Throughout Hurricane Helene, SPoRT’s lightning analyses revealed a burst of sturdy, frequent flashes within the eyewall simply earlier than the storm surged from class 2 to class 4 depth. That’s precisely the sort of sign researchers hope to detect extra reliably sooner or later.
NASA often makes use of its airplanes to check new hurricane tech, too. In a single latest instance, scientists from NASA’s Langley Analysis Heart in Hampton, Virginia, flew a cutting-edge 3-D Doppler wind lidar system throughout america, together with making passes by means of the sides of Hurricane Helene. The instrument is designed to seize high-resolution wind information that may enhance predictions of quickly evolving storms, reminiscent of hurricanes and extreme thunderstorms, the place correct wind observations are important, however typically missing.
Braun in contrast these a number of information streams — from TROPICS, GPM, and different devices — to medical imaging. “Take into consideration how medical doctors use several types of scans like X-rays, MRIs, and ultrasound to know what’s occurring inside a affected person’s physique,” he mentioned. “We’re doing one thing comparable with hurricanes. Every system provides us a distinct view of the storm’s inside construction and atmosphere, with the purpose of enhancing forecasts.”
Lengthy earlier than a hurricane takes form, NASA satellites are already scanning the worldwide ocean and ambiance, carefully monitoring the circumstances that give rise to highly effective storms. One of the crucial necessary indicators is sea floor temperature.
NASA combines information from a number of satellites and sensors — such because the Reasonable Decision Imaging Spectroradiometer (MODIS) and VIIRS — to provide sea floor temperature maps like JPL’s Multi-scale Ultra-high Resolution Sea Surface Temperature product and SPoRT’s Sea Surface Temperature Composite product. These world maps, up to date every day, help customers such because the Nationwide Climate Service.
“Having high-resolution, dependable sources of sea floor temperature information is extraordinarily helpful,” mentioned Brian McNoldy of the College of Miami, who research hurricanes. “From sooner or later to the following, these datasets assist establish which elements of the tropical Atlantic are above or under common. That info lets forecasters anticipate the place storms would possibly strengthen or weaken.”
Ocean floor temperatures are solely a part of the story. NASA additionally displays sea floor top with missions reminiscent of Sentinel-6 Michael Freilich and SWOT (Floor Water and Ocean Topography), utilizing these measurements as indicators for deeper ocean warmth content material, a key supply of power fueling hurricanes.

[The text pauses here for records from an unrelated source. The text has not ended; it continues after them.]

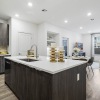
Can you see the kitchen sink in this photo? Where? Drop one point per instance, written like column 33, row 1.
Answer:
column 28, row 60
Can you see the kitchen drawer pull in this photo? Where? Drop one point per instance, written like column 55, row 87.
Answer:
column 7, row 62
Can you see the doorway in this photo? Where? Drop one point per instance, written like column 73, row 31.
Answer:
column 24, row 43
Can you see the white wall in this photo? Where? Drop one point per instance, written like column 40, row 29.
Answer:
column 20, row 26
column 42, row 37
column 3, row 21
column 87, row 44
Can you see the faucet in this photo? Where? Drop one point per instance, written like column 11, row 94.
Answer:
column 36, row 50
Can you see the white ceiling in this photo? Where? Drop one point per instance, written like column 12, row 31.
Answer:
column 75, row 11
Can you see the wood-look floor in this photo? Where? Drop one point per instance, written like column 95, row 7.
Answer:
column 93, row 88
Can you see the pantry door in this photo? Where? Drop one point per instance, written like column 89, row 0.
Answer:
column 24, row 43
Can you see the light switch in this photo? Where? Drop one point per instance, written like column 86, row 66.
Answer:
column 78, row 77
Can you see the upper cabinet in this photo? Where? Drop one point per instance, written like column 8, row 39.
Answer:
column 4, row 35
column 52, row 38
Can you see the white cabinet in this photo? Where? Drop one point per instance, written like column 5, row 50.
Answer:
column 52, row 38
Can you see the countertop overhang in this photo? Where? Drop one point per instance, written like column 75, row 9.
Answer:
column 45, row 65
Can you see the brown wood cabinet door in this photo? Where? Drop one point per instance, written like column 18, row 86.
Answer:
column 81, row 84
column 43, row 86
column 30, row 88
column 4, row 35
column 8, row 72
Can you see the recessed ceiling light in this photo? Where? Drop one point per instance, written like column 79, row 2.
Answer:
column 81, row 28
column 89, row 14
column 89, row 31
column 30, row 4
column 66, row 21
column 17, row 15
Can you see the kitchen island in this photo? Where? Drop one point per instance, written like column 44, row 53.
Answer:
column 44, row 80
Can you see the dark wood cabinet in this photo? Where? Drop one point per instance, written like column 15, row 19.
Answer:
column 31, row 84
column 8, row 73
column 4, row 35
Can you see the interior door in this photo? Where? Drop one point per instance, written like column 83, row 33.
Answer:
column 24, row 44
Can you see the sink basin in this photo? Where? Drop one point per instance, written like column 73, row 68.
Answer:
column 28, row 60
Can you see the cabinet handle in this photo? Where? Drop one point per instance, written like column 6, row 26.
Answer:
column 7, row 62
column 78, row 77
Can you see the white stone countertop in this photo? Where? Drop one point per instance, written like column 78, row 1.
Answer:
column 45, row 65
column 4, row 54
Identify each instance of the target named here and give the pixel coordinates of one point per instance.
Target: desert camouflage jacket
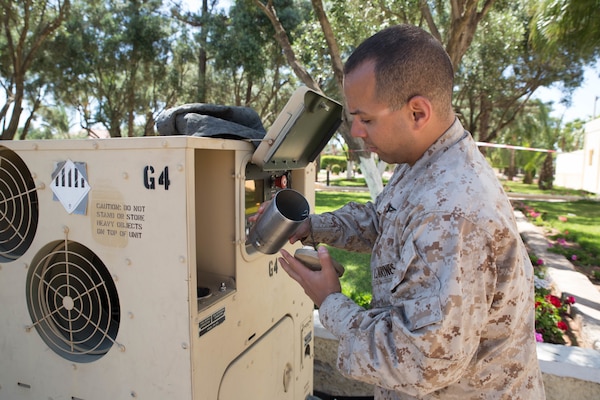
(452, 315)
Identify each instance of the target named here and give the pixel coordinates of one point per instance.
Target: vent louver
(18, 206)
(73, 301)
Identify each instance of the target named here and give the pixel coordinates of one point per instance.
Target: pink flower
(562, 325)
(539, 337)
(555, 301)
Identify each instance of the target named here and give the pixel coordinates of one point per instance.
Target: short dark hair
(408, 62)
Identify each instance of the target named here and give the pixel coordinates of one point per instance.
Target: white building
(581, 169)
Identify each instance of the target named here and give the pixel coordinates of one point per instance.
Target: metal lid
(300, 132)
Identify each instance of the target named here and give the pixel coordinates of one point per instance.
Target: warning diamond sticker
(69, 184)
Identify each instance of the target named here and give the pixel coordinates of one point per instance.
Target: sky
(585, 101)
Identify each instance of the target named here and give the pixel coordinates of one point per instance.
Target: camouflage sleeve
(353, 227)
(432, 309)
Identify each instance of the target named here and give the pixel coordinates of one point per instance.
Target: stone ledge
(568, 281)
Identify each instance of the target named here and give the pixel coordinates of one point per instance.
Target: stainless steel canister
(284, 214)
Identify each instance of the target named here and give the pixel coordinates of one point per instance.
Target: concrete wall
(581, 169)
(591, 164)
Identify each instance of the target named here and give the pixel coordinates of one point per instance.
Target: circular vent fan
(73, 301)
(18, 206)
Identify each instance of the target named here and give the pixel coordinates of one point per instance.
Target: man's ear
(421, 110)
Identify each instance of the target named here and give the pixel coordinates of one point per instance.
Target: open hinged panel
(299, 133)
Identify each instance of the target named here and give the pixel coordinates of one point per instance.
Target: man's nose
(357, 129)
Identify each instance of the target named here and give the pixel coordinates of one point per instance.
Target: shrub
(328, 161)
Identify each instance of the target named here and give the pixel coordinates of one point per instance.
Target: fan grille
(18, 206)
(73, 301)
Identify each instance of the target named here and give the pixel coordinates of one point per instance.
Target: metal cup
(284, 214)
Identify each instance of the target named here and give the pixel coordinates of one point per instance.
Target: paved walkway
(567, 281)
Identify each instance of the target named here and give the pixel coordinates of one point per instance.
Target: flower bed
(553, 322)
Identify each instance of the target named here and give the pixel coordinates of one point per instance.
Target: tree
(26, 26)
(567, 26)
(112, 58)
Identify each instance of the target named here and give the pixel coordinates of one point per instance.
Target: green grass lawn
(573, 225)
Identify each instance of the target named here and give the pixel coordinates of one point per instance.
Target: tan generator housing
(125, 272)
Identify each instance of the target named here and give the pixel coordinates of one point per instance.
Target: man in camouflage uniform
(452, 315)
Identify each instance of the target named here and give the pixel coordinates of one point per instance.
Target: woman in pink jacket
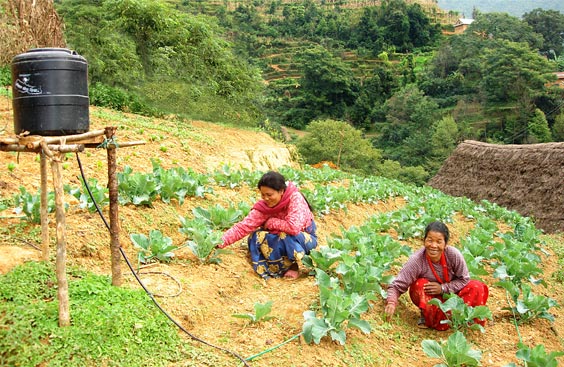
(280, 227)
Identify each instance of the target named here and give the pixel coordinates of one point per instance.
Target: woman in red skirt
(432, 271)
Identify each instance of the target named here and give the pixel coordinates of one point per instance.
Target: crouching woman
(432, 271)
(280, 229)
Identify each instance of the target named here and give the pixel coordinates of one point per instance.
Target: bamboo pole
(44, 216)
(114, 205)
(69, 148)
(60, 264)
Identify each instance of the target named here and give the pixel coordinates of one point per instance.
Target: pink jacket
(293, 220)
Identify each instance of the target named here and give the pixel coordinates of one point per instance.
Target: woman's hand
(389, 310)
(433, 288)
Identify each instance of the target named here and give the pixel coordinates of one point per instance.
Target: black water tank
(50, 92)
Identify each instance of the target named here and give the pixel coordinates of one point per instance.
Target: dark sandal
(421, 323)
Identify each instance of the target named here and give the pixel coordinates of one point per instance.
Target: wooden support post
(114, 205)
(60, 265)
(44, 210)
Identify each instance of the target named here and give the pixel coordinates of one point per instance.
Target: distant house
(461, 25)
(559, 79)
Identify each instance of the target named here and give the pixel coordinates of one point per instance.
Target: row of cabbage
(355, 266)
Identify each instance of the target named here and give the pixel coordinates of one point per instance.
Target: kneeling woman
(432, 271)
(281, 228)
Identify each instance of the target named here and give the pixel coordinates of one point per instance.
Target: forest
(399, 80)
(515, 8)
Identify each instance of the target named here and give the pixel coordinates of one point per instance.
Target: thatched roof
(526, 178)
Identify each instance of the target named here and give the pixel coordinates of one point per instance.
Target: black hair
(272, 179)
(276, 181)
(439, 227)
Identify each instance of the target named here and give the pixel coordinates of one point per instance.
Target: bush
(118, 99)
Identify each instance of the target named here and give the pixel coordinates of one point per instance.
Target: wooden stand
(52, 148)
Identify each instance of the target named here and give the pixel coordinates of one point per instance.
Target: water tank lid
(47, 53)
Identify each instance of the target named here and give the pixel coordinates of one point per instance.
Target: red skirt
(474, 294)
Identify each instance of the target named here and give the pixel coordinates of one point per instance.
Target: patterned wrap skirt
(273, 254)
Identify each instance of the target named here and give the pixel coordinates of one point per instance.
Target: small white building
(461, 24)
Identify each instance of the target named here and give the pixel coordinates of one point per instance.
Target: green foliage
(262, 312)
(30, 204)
(136, 188)
(454, 352)
(339, 310)
(118, 99)
(536, 357)
(140, 46)
(156, 246)
(444, 138)
(202, 239)
(177, 183)
(460, 316)
(410, 117)
(5, 76)
(99, 192)
(226, 176)
(558, 127)
(218, 217)
(539, 132)
(106, 321)
(550, 24)
(530, 306)
(340, 143)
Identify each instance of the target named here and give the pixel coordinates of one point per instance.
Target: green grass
(111, 326)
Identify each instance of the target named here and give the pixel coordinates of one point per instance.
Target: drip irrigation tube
(151, 296)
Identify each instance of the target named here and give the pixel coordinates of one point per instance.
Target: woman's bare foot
(292, 274)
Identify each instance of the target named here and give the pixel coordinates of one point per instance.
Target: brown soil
(210, 294)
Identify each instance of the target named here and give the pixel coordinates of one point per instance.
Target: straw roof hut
(524, 178)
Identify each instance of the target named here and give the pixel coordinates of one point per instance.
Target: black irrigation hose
(141, 282)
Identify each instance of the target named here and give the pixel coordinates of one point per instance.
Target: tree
(178, 62)
(504, 26)
(374, 91)
(538, 130)
(444, 138)
(409, 118)
(327, 88)
(550, 24)
(340, 143)
(512, 70)
(558, 127)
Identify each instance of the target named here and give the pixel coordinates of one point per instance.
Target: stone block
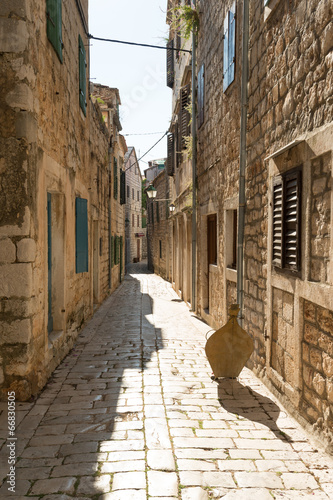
(16, 332)
(15, 280)
(20, 97)
(13, 35)
(26, 250)
(7, 251)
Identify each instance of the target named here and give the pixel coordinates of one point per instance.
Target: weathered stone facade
(135, 235)
(288, 246)
(54, 160)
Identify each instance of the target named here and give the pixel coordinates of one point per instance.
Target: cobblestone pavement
(132, 414)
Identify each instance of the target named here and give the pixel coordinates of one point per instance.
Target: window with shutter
(122, 187)
(81, 235)
(229, 47)
(201, 95)
(170, 64)
(115, 178)
(82, 76)
(171, 155)
(112, 251)
(287, 220)
(184, 116)
(54, 25)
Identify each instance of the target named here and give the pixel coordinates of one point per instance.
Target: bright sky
(138, 72)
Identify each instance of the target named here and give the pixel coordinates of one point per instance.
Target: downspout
(194, 170)
(242, 163)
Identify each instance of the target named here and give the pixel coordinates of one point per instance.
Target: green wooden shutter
(115, 178)
(83, 76)
(170, 64)
(54, 25)
(81, 235)
(277, 221)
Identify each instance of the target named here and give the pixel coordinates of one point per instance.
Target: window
(229, 47)
(54, 25)
(170, 64)
(201, 95)
(212, 239)
(122, 187)
(115, 178)
(287, 220)
(81, 235)
(83, 76)
(184, 116)
(170, 163)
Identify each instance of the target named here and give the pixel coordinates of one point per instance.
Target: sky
(138, 72)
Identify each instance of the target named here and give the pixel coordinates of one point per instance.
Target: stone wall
(317, 372)
(47, 146)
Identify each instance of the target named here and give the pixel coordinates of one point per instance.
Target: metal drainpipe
(242, 163)
(194, 171)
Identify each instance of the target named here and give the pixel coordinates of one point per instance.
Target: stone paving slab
(132, 414)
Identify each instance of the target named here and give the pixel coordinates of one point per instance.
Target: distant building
(135, 235)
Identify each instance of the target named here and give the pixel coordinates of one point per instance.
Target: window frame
(286, 220)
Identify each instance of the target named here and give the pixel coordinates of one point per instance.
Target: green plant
(185, 20)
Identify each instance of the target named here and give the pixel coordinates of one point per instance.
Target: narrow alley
(132, 413)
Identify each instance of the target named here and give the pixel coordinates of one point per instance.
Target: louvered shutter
(54, 25)
(277, 221)
(226, 52)
(232, 42)
(83, 76)
(170, 64)
(122, 187)
(171, 155)
(201, 95)
(112, 251)
(292, 220)
(115, 178)
(184, 115)
(81, 235)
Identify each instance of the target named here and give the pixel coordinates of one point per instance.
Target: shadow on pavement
(243, 401)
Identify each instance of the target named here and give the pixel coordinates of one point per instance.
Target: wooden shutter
(291, 217)
(170, 64)
(171, 154)
(122, 187)
(115, 178)
(184, 116)
(201, 95)
(83, 76)
(277, 221)
(232, 42)
(226, 52)
(54, 25)
(81, 235)
(112, 251)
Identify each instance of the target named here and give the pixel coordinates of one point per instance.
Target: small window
(201, 95)
(115, 178)
(83, 76)
(287, 220)
(229, 47)
(54, 25)
(212, 239)
(81, 235)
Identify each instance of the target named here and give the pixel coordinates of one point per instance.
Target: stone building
(288, 246)
(159, 227)
(179, 164)
(135, 235)
(57, 162)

Different NASA-built satellites and sensors measure atmospheric moisture, ocean floor winds, and atmospheric stability, all important components influencing whether or not a storm strengthens or dissipates.
NASA additionally makes use of its plane to review early storm improvement up shut. In 2022, the company’s Convective Processes Experiment-Cabo Verde airborne marketing campaign flew off the northwest coast of Africa to review climate methods that can provide rise to hurricanes.
The group centered partly on African easterly waves — swirling disturbances within the ambiance that usually develop into the seeds of Atlantic storms. One of many waves they noticed later developed into Tropical Storm Hermine. The mission additionally gathered information that very same yr simply earlier than hurricanes Fiona and Ian fashioned.
“The power of NASA’s pre-storm monitoring lies in each the breadth of measurements we take and the decades-long consistency behind them,” mentioned Will McCarty, supervisor of climate packages at NASA Headquarters.
“By combining information on sea floor temperature, ocean warmth content material, wind patterns, and extra, we are able to see early on when circumstances align dangerously — typically earlier than a storm visibly kinds,” McCarty mentioned. “It’s how we flip early warning into early motion.”